Even though she has lived in the United States for several years, and now in the UK for almost fourteen years, the author says she essentially belong to the Arabian Gulf diaspora, which doesn’t allow for any sense of citizenry. Thus, she grew up within a Goan milieu, always with Goa as her centripetal location, and yet from infancy informed by the diversity which prevails in the Gulf.

“I wanted to create characters very different from the tropes that occur in Goan literature, typically the bhatkar (landed gentry) pitted against the mundkar (tenant/underdog). I wanted to write about modern characters, women who are university-educated feminists and men who are charming cross-cultural philanderers. These characters live within the canon of Goan literary endeavour but exist universally.”

Ask her who is Carvalho essentially– fiction or non-fiction, and she feels that both are disciplines of discovery. Adding that while a lot of documentation of Goan history and culture has to take place in order for it to survive as a record of their collective narrative, she says, “In the past five years, the old guard of Goa’s intelligentsia has been fading and it’s time for my generation to carry the baton. I feel a tremendous responsibility to be in the service of my state, to chronicle and document, and so I find myself returning to this process as a moral obligation.”
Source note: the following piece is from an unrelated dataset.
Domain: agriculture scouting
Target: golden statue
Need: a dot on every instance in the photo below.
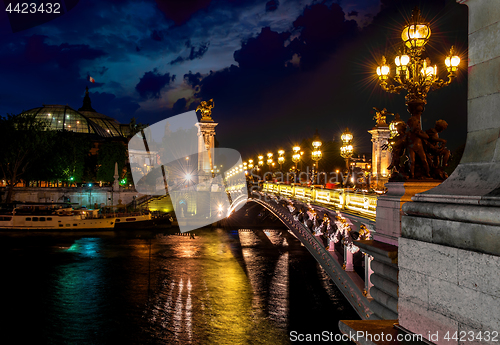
(380, 116)
(205, 108)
Carvalho’s first book ‘Into the Diaspora Wilderness’, which was published 12 years ago by the independent press Goa, 1556, founded by the journalist Frederick Noronha, laments, “There’s a vile literary hubris that dismisses independent publishers which is ironic, given their role in discovering Booker prize listees, preserving regional histories, and works in translation.”

Having finished writing new novels, ‘Horton’ and ‘And Thus to All Tyrants’, which explore relationships, truth-telling, and the immigrant as the ‘other.’, she has started on a non-fiction book titled, Goans of Zanzibar, 1865-1910.